Yes please! Such a useful networking tool, but so expensive to run as a managed service.

Yes, you can run your own EC2 instance (searching turned up this guide, which looks useful: http://evertrue.github.io/blog/2015/07/06/the-right-way-to-s... ) but it'd be great to have this run by a cloud provider, yet be affordable.




We (Cloudflare) have got some things cooking here :)

I'd love to hear more about what problems you're trying to solve/features you'd like to see besides "cheaper" — can you email me at rustam at cloudflare ?


Not OP but I'll add:

AWS can only have a single NAT gateway per subnet/availability zone(they are usually added in the route table as 0.0.0.0/0). Nat GWs can only scale up so much. If we blow past the limits, then the only option is to use resources from a different subnet. I realize things cannot scale vertically forever, but the fact that one can scale horizontally (by adding more NAT GWs in different subnets) tells me that there could be an architecture that would make this a non-issue to customers.

Also if a NAT Gateway has issues (see the outage on Aug 31st) we, the customers, have to figure out how to route around it.

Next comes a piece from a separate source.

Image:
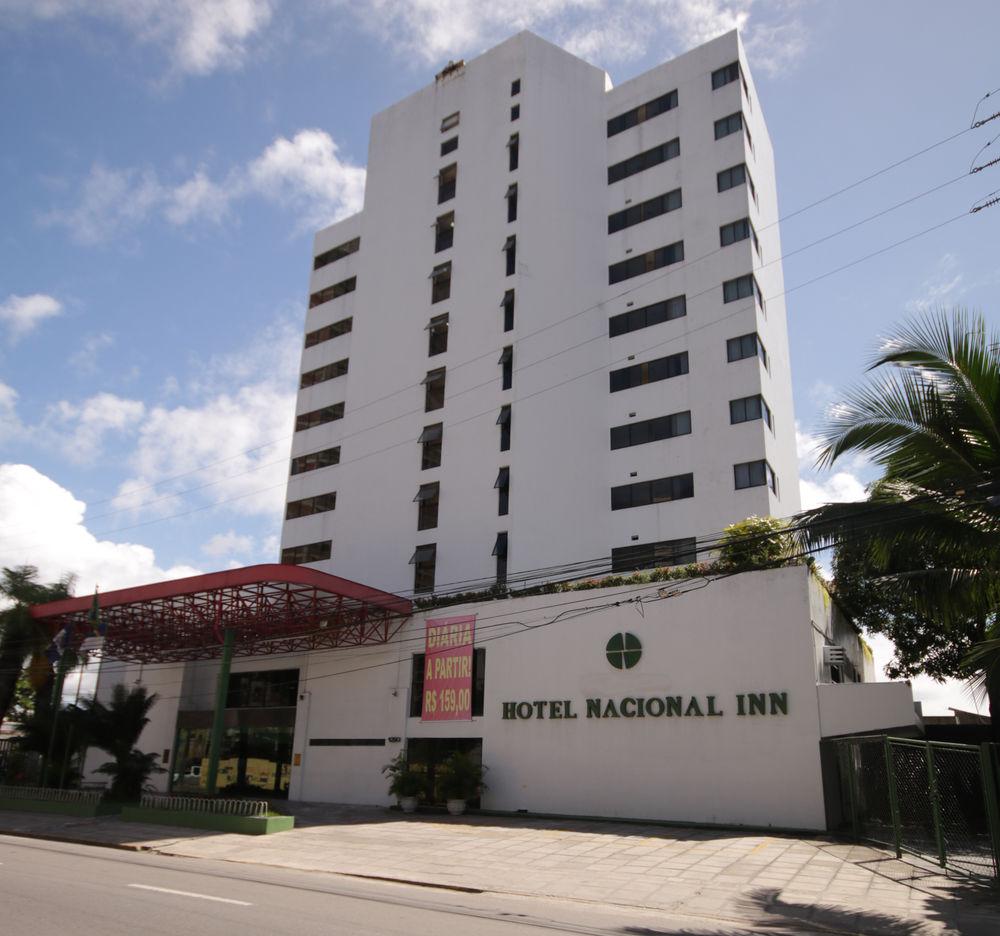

In Google Cloud you can (easily) add multiple NAT gateways as your requirements grow, while staying in the same subnet. Not sure how far one can go (didn't go past 20 Nat GWs or so). We still have to worry about that (specially since in GCP the number of allowed connections is much smaller), ideally we shouldn't have to worry about this either :)

Azure does not have the same concept because they are bonkers (outgoing traffic goes out of your load balancer (?!))


Are you running TCP/UDP workloads or is NAT for any IP protocol needed?


This is our major need right now:

https://github.com/FusionAuth/fusionauth-issues/issues/1393

Basically, providing a static IP to some EC2 instance traffic so that folks can add an IP to their firewall.


A single EC2 instance might not cut it. The AWS Managed NAT GW scales up to 45Gbps. They can also support 55k connections to a single destination (multiply that by the number of permutations on your triple - IP addr, destination port, protocol).

If you have single EC2 instance doing the job of a managed NAT, another equivalent EC2 instance is enough to max it out.

You may need a fleet of instances if your requirements are large. Which means that you have a bunch of operational aspects to worry about and the NAT Gateway calculation starts to become more palatable (once you start adding the human cost of maintaining your own, etc).

Pricing is still outrageous though. AWS has economies of scale that we don't.